Du nennst es "frei flottierendes Denken" aber für mich ist das nichts anderes, als die Zusammenhänge zu berücksichtigen. Auch bei den Flüchtlingen geht es letztlich um ein "das können wir uns nicht leisten". Auch wenn es durch die Gewalt und Moral-Argumentation ausgeschmückt wird ... das mit abstand stärkste Argument ist das (nicht vorhandene) Geld.
Und da sehe ich eben Parallelen zu anderen Bereichen.
Ganz davon ab, schau dir mal den Threadtitel genauer an ... seen?
- Nicht erkennen, dass in den Worten "Alles um der lieben Effizienz wegen, aber eben nicht der Effizienz von Bildung oder Sozialleistungen sondern nur der finanziellen Effizienz wegen..." objektiv, also durch die sprachliche Struktur und Konjunktion, eine Affirmation von Effizienz der Bildung steckt; wenn wohl auch wider die eigene Absicht, etwas anderes ausdrücken zu wollen. Die Krise steckt also darin, gar nicht mehr das ausdrücken zu können, was man eigentlich sagen will.
Effizienz im Bildungssystem definiere ich eben etwas anders. Das hat mit Geld nicht das geringste zu tun (da es sich bei Bildung um eine nicht quantisierbare Zukunftsivestition handelt, ist es mMn widersinnig hier finanzielle Maßstäbe anzulegen).
Ich gebe zu, das war etwas ungenau formuliert - ich halte es nicht für schlecht, auch im Bildungssystem eine Effizienz anzustreben, ich halte nur den gewählten Weg (Kosteneffizienz) für den denkbar schlechtesten. Geht es denn wirklich um das Gelingen von Bildungsprozessen? Wenn ja, warum verkürzt man dann die Schulzeit, obwohl doch seit Jahrhunderten klar ist (eigentlich seit Jahrtausenden), dass gelingende Bidung vor allem eines braucht: Zeit.
Wenn Bildung eine "Investition in unsere Zukunft" darstellt, warum steht den Kommunen dann kein Geld für die Renovierung (oder auch nur Instandsetzung) von Schulgebäuden zur Verfügung?
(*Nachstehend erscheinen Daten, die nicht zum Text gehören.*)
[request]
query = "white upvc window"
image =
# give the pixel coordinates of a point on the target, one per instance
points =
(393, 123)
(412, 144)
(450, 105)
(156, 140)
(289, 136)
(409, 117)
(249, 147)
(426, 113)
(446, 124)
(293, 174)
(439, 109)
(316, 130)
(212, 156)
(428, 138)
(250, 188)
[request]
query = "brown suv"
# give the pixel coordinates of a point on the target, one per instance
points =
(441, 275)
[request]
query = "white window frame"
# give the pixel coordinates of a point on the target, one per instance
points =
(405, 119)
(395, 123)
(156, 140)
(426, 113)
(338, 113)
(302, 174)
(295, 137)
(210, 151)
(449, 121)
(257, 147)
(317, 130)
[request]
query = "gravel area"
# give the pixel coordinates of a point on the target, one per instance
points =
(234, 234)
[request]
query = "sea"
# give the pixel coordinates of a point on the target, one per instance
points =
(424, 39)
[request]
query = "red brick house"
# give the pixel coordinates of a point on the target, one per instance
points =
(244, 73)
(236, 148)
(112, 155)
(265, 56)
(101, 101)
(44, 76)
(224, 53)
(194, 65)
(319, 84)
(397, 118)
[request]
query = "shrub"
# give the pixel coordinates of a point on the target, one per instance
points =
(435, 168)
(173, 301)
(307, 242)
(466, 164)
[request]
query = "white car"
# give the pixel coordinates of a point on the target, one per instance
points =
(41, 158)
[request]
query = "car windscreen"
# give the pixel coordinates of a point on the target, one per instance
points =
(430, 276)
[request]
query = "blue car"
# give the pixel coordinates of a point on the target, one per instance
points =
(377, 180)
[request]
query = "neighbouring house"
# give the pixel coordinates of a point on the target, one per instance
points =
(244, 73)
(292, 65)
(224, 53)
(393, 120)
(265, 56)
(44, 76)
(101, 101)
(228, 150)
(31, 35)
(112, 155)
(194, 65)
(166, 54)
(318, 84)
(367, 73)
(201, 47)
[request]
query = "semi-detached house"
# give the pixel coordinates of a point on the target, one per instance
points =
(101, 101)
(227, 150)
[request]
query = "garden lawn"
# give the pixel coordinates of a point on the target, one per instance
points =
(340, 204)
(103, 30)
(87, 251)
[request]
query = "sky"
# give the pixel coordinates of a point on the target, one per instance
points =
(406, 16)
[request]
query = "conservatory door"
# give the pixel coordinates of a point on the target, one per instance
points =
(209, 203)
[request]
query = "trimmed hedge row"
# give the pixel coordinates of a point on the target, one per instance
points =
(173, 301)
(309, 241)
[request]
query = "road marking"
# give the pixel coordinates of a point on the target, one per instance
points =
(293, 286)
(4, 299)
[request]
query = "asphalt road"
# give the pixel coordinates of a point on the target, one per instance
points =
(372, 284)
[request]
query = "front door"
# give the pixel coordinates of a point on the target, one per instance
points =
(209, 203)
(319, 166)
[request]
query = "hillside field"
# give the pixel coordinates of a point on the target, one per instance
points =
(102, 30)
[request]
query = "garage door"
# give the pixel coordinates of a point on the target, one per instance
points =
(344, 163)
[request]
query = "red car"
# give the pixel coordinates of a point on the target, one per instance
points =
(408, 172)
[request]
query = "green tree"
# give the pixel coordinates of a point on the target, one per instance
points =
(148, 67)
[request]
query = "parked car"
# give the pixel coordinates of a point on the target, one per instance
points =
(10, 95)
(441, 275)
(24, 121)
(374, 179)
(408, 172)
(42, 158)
Warum arbeiten Lehrkräfte teilweise mit Jahrzehnte alten Materialien?
Könnte es sein, dass DAFÜR (gesamtgesellschaftlich gewollt) kein Geld da ist - ist Bildung so unwichtig?
- Die Krise der Bildung auf eine staatliche Reform zu datieren bzw. durch etatistischen Eingriff hervorgerufen, anstatt sie in der gesamtgesellschaftlichen Verfassung zu verorten. Dass der Begriff der Bildung also selbst schon prekär geworden ist, wird verkannt. Sie durch staatlichen Eingriff (vulgo: Kürzung der finanziellen Mittel) verhunzt zu sehen, so als ob es ein richtiges Bildungsideal gäbe, dessen Verwirklichung nur an der Finanzierung scheitere, und nicht an dem, was als Bildung gilt - und dieses Verhältnis darauf zurückzuführen, wie die 'Funktionsweise' dieser Gesellschaft auch das produziert, was man Bildung nennt. Diese hat sich nach jener zu richten.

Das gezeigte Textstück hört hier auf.